The ranch-style homes also offer extra bedrooms that are used as offices and arts and crafts rooms, or as places to stay when their grown children and grandchildren visit.
While the baby boomers utilize the ranch house to fulfill their empty nest fantasies, the younger generation have just now begin to follow the trend of their elders.
“The open kitchen concept that our ranch-style home has makes meals, prep, eating and cleanup a better opportunity to spend time as a family,” says Renny MacKay, who is well-known in Wyoming as a former high-ranking official for the state’s governor. “Conversations continue easily and we can keep an eye on our kids while they play, inside or outside. I didn’t know how much this type of floor plan would help us with what we care about most, and that is being together as a family.”
Jack Happe, owner of Happe Homes in Iowa, has seen a substantial change in the demographic of ranch home purchases.
“We are now seeing more ranch homes than two-story homes for younger couples,” says Happe. “Five to 10 years ago it was definitely an older demographic, but now it is about even.”
The younger demographic also enjoys the rustic design that many ranch style houses have.
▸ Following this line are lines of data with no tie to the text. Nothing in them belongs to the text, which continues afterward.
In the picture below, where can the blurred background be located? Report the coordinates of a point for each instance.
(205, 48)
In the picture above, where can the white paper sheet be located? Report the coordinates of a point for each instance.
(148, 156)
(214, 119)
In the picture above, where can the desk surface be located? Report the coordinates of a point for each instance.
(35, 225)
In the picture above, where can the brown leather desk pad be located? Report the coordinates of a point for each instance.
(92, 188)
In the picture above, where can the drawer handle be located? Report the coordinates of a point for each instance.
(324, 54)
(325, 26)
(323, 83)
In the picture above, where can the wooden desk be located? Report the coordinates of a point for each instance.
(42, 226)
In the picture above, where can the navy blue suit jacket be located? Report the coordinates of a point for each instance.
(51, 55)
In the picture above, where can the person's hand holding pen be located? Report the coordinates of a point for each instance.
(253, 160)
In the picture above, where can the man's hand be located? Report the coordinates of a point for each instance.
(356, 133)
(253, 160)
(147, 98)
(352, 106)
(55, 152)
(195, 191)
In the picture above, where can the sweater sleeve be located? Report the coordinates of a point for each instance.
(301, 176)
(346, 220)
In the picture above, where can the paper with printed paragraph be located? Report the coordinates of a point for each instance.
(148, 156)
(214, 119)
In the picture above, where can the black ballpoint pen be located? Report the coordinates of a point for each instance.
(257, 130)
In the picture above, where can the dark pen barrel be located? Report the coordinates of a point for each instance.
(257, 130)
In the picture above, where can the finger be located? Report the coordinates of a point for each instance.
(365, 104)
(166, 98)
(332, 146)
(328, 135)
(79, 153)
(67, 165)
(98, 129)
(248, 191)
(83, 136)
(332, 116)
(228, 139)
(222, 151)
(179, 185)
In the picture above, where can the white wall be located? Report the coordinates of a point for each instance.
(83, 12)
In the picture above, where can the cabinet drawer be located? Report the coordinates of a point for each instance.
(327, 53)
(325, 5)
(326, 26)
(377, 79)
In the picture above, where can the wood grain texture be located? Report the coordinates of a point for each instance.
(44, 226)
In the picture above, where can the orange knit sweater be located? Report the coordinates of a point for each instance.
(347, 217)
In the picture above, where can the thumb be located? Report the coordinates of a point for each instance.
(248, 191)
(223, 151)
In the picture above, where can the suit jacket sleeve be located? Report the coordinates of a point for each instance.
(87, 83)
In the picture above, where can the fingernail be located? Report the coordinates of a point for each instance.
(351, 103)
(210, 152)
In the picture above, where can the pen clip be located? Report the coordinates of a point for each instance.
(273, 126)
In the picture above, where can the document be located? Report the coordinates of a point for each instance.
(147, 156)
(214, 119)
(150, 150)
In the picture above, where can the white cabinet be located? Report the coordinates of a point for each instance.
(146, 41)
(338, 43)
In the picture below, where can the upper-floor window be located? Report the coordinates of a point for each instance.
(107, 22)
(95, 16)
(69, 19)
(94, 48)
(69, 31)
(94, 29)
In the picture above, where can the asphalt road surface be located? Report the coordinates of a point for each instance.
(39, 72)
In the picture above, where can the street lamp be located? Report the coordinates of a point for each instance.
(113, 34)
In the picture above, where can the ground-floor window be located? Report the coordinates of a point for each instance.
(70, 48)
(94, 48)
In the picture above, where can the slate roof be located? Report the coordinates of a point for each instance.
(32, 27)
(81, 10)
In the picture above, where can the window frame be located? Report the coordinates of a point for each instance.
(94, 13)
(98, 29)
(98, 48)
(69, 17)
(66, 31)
“The design of the ranch style home is often more timeless than many two-story homes,” says Happe. “The ability to create a better fit on a bigger lot is really starting to catch people’s attention. Market demand changes every few years and right now the demand is with ranch houses.”
For Eaglewood Homes the majority of the ranch-style homes they build are on lots between 2100 and 2300 square feet in the Boise and Twin Falls, Idaho area. They are seeing a lot of new ranch house residents relocating from California and Texas, where they may have never lived in a ranch home until they move up north.
“The ability for new residents to start new on aa lot that is often double the size from where they currently live, in a home design they may have never lived in means a lot,” says Happe, who himself has lived in two ranch-style homes.”
For those who are native to Big Sky country and the Midwest, the value of ranch homes are often imbedded with them by the time they reach adulthood and are ready to purchase a home for themselves.
“For someone who grew up on the high plains of Wyoming, I have always felt that ranch-style homes complemented the landscape and culture,” says Wyoming resident Jill Lovato. “The big windows also let in plenty of sunshine during the winter months, and that is very important.”
Neider finds that it is harder to design a ranch style home, and the cost per square foot is definitely higher than a two-story house, with a larger roof area.
“A lot of people do not understand how it works and they think price per square foot equals best value,” he says. “And that is definitely not always the case when you are dealing with ranch homes.”
Regardless of the demand, both Neider and Happe emphasize the fact that the design, subcontractors and communication with the client are all vital when building a ranch home, no matter where it is built, just like any other home, but neither see the demand for ranch homes slowing down any time soon.
“Select the right builder that understands your needs and make sure they are listening to what you are saying,” says Happe. “With ranch homes that is important because there are so many more open areas that you have to live with, so make sure you get exactly what you want while still meeting your budget and you will enjoy your ranch home for a long, long time.”